Numerical modeling and prediction of late estimated glomerular filtration rate in kidney transplant recipients based on machine learning models and the Monte Carlo simulation method

Overview

This study presents a numerical modeling approach for predicting late estimated glomerular filtration rate (eGFR) in kidney transplant recipients using machine learning classifiers combined with Monte Carlo simulation methodology. The research applies multiple predictive models trained on clinical data from a tacrolimus-based immunosuppressive protocol, incorporating physiological parameters and tacrolimus pharmacokinetics as predictive features.

Methods and approach

A multivariate regression model was constructed based on clinical study data, utilizing independent variables including serum creatinine, six-month post-transplantation eGFR, dose-adjusted trough concentration of tacrolimus (C0/D), and IPV. The eGFR range of 13-36 served as the dependent variable. Monte Carlo simulation methodology was applied to obtain essential data for prediction model optimization.

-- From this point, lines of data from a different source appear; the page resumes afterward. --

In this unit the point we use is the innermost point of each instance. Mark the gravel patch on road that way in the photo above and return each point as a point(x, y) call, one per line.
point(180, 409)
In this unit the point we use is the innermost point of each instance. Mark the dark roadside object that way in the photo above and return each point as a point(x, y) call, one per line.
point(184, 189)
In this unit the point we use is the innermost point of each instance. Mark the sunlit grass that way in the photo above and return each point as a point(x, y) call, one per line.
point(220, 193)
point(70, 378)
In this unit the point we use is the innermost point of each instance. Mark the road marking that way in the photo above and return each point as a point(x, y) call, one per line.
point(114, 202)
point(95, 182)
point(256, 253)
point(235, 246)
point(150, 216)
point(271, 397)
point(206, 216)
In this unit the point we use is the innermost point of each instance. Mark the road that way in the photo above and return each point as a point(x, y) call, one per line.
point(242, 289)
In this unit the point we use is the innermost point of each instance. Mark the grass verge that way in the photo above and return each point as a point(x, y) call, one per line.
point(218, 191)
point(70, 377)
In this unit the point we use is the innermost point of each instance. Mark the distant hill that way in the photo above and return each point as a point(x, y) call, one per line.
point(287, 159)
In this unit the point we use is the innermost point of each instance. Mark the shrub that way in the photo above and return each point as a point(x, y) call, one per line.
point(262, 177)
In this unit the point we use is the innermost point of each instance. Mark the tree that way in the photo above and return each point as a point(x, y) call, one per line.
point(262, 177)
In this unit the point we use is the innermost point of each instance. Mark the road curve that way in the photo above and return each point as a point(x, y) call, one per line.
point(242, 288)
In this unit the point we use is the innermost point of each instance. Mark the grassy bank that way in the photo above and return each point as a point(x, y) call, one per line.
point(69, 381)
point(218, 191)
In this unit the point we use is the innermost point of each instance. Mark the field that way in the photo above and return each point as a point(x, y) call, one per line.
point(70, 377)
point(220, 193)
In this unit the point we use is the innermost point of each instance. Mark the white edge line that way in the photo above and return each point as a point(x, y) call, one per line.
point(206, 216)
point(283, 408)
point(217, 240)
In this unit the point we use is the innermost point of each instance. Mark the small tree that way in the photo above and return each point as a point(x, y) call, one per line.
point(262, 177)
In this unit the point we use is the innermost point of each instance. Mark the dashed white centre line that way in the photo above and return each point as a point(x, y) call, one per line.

Three machine learning classifiers were trained and evaluated: DecisionTreeClassifier, Random Forest Classifier, and XGBClassifier. Comparative analysis determined the optimal model across accuracy, reliability, and generalizability metrics.

Results

XGBoost classifier demonstrated superior performance relative to the alternative classifiers tested, exhibiting the highest accuracy, reliability, and generalizability. Monte Carlo simulation was identified as a methodological advancement applicable to kidney transplantation modeling. The integration of these approaches produced prediction models capable of analyzing stochastic systems relevant to transplant population outcomes.

Implications

The combination of machine learning classification with Monte Carlo simulation represents a methodological development for quantitative analysis of kidney transplant outcomes. The superior performance of the XGBoost classifier suggests potential utility for modeling complex interactions among physiological and pharmacokinetic parameters in transplant recipients. These numerical methods may contribute to optimization strategies within current immunosuppressive protocols, though further validation in diverse clinical populations would be necessary to establish broader applicability.